国内随一の魔術師も、王子のこの言葉には一瞬口を噤んだ。


「長官の弟子も貴族の子弟であろう?」


 嫌味を込めたその言い方に、白い眉毛がピクリと動いた。


「そうでしたな。私の弟子も貴族の者ばかりです。確かに、クライフ殿にだけ面倒ごとを押し付けるのは卑怯でございますな。では、私も平民の中から弟子を探して殿下の御めがねに叶うように育ててみましょう。そうすれば、私にも賢者の塔への道が開けましょうか?」

「何を仰られるのですか長官殿。魔術師の力は血に宿るもの。尊き貴族だからこそ使える魔法を、平民ごときに教えるなど分不相応にすぎましょうぞ」


 長官の言葉に激昂したギーアスターが、今度こそガタリと椅子を蹴倒して立ち上がった。

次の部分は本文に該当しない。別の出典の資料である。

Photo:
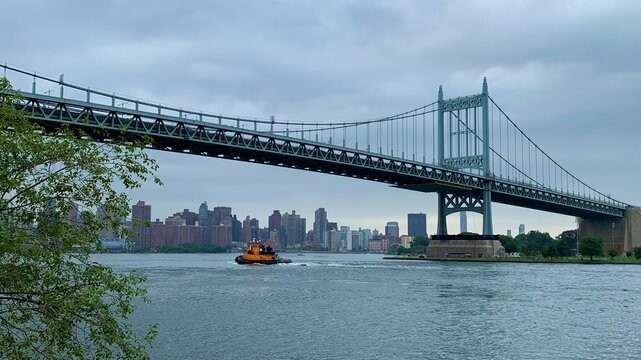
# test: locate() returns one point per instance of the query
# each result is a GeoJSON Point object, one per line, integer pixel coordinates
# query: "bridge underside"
{"type": "Point", "coordinates": [104, 123]}
{"type": "Point", "coordinates": [541, 203]}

 王子と長官の、不快気な表情には些かも気が付いていない。


「ならばお前はこの話に乗らなければいいだけだ。平民であろうと、魔法を使える者が増えれば国は富み、死なずとも良いものを助けることができるのだぞ?それでも、貴族だけに秘匿しておくことに意味があるとは思えんが」

「っ…」


 悔しげに唇を噛み締めるが、王太子殿下相手にこれ以上の発言は不敬と判断したのだろう、人知れずウォルターが立て直した椅子に腰を降ろして口を閉じた。


「のうエルウィン殿、殿下の為にもその娘御を、弟子として育ててやってはくれんかのう?」

「お師匠様…」


 王位継承権第一位の王太子に、国内随一の魔術師にここまで言われたら、断ることなどできはしないだろう。よしんばエルウィンが断ったとしても、罰を与えるような事はしないだろうが。


「お引き受けするのに、条件がございます」

「なんだ?申してみよ」

「はい、私がこの娘を弟子として2年お預かりし、出来不出来を殿下に披露するのであれば、ギーアスター殿にも何も教えられていない子供を一人、弟子として育てていただきたく思います」


 意趣返しをするつもりはないが、自分だけが弟子を抱えて苦労するのは納得がいかないエルウィンである。


「もちろんギーアスター殿の弟子は、貴族の中から選んでいただいて結構です。この条件、呑んでいただけますかな?ギーアスター殿」


明らかに挑発を含んだ瞳で椅子に座った男を見下ろせば、ギリと噛み締める音が聞こえそうなくらい、歯を食いしばる姿が映った。


「良かろう、魔術師とは貴族にのみ許された称号なのだと、貴殿に教えてしんぜようではないか」

「よし!これで話は決まったな。では、クライフ。この砂糖菓子を土産に用意せよ」


 ご執心だったプラムの砂糖漬けを土産に貰って、王太子殿下はご機嫌で帰っていった。


王子様無双です。

そして、嫌味の応酬です。

書き手としては楽しいです(笑)

最後まで読んでくださってありがとうございます。